“Considerando o modo irreverente como é tratada a relação da Igreja com o Estado; considerando conter o mesmo mensagem ideológica contrária aos padrões de valores culturais coletivamente aceitos no país (...) resolve proibir a exibição em todo território nacional do filme de Glauber Rocha, Terra em transe.” O termo, parte da Portaria nº 16/1967, assinada por A. Romero Lago, chefe do Serviço de Censura de Diversões Públicas (SCDP) do período, é um dos 5 mil documentos sobre a censura a filmes nacionais, reunidos pelo projeto “Memória da Censura no Cinema Brasileiro – 1964/1988”. Processos, material de imprensa e relatórios do Departamento de Ordem Política e Social (Deops) referentes a 175 filmes, como Pra frente, Brasil!, de Roberto Farias, e Como era gostoso o meu francês, de Nelson Pereira dos Santos, integram esse inventário feito pela pesquisadora Leonor Pinto, doutora em Cinema pela Universidade de Toulouse, França, hoje disponível no site www.memoriacinebr.com.br, com patrocínio da Petrobras.
O interesse da pesquisadora pelo tema começou em 1982, depois de assistir ao filme Pra frente, Brasil!, que mostra dois Brasis: o do futebol que brilhava na Copa do Mundo, e o dos porões da ditadura, com torturas e mortes. “Fui educada dentro da ditadura.

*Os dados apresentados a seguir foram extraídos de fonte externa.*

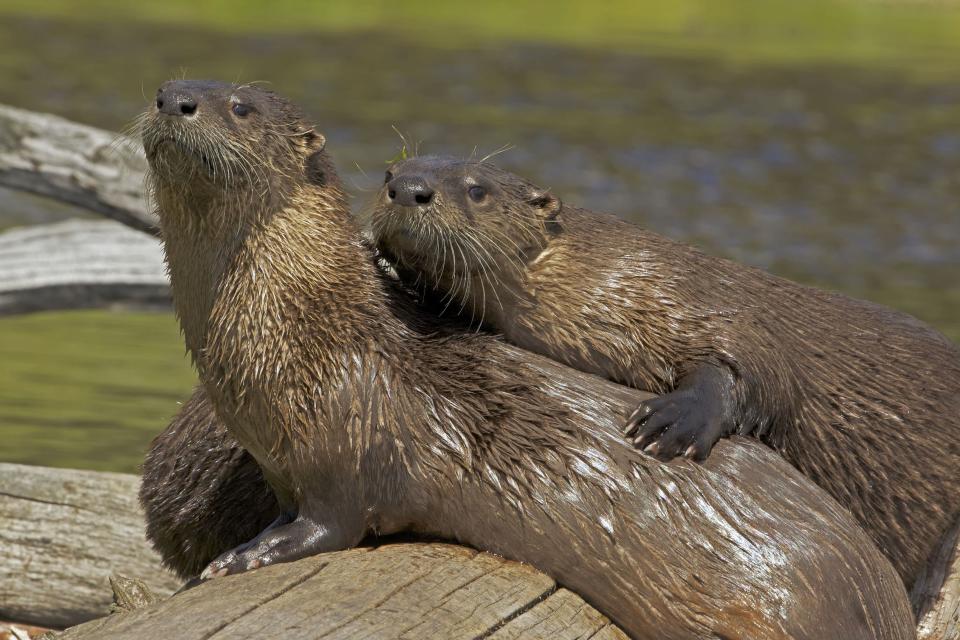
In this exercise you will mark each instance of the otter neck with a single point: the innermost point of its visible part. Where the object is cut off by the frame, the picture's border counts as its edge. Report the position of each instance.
(227, 253)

Eu não sabia que no meu país existia tortura ou censura. Cheguei a colar o plástico ‘Brasil: ame-o ou deixe-o’ no fusca verde da minha mãe. Depois que saí da sessão, percebi que a minha geração tinha sido abafada pela ditadura. Decidi mergulhar de cabeça no assunto a fim de reconstituir minha própria história”, conta. Segundo ela, o portal vai proporcionar um acesso democratizado aos documentos que estão no Arquivo Nacional de Brasília. “Quis dividir com todo mundo o material que consultei para minha tese. Nem todos podem se debruçar sobre os documentos”, diz.

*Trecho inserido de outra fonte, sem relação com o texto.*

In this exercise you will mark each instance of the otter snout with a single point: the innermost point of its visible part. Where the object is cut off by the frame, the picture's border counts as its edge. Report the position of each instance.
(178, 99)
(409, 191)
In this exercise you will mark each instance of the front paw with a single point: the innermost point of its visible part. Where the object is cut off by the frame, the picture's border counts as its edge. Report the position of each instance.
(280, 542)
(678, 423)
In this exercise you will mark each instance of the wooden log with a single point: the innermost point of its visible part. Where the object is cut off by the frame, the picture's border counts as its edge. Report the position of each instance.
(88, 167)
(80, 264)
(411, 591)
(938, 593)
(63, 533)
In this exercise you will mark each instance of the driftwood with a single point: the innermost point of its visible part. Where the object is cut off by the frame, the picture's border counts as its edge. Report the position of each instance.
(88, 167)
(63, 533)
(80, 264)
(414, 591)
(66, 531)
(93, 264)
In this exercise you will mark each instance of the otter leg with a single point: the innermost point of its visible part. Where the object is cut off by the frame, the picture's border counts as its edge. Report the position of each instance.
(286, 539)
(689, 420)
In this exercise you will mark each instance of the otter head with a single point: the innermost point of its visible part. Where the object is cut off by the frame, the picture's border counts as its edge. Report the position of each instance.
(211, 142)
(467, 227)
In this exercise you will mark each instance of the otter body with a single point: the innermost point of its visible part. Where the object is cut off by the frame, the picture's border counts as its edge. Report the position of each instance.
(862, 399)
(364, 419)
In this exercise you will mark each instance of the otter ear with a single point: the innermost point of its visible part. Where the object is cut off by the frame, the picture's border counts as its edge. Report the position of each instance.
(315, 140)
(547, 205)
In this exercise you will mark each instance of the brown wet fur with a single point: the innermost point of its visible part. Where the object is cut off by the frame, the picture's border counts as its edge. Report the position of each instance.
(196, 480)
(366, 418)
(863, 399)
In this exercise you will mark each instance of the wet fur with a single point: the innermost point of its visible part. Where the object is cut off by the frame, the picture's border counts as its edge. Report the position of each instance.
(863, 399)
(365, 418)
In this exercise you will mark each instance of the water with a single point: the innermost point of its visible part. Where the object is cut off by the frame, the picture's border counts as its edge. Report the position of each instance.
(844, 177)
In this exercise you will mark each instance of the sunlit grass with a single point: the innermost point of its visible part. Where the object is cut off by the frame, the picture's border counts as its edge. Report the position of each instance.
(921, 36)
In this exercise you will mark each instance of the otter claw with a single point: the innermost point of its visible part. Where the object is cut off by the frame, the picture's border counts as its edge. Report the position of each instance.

Leonor conta ainda que, no período de abertura – quando é decretado o fim do AI-5, em 1979 –, a censura saiu dos cinemas e migrou para a televisão, que tinha grande audiência no país. “A censura foi para onde estava o público. O mesmo filme que era liberado no cinema, tinha cenas cortadas na televisão. Caso do filme Pixote, que tem pareceres da censura liberando a exibição no cinema e quatro laudas de corte para a televisão”, conta.
Ainda à espera de patrocínio, a segunda parte do projeto quer falar sobre as pornochanchadas. “Os censores liberavam a pornochanchada para afastar ainda mais o brasileiro do cinema nacional, já que esse tipo de filme não era aceito pela sociedade conservadora”, explica a pesquisadora. Leonor já listou mais de trezentos filmes do gênero. “Percebi que o papel da minha geração é reconstruir esse espaço, preservar essa história, os acervos. Quando fazemos isso, conseguimos ter uma função e diminuímos o abismo deixado por quase trinta anos de censura”, acredita.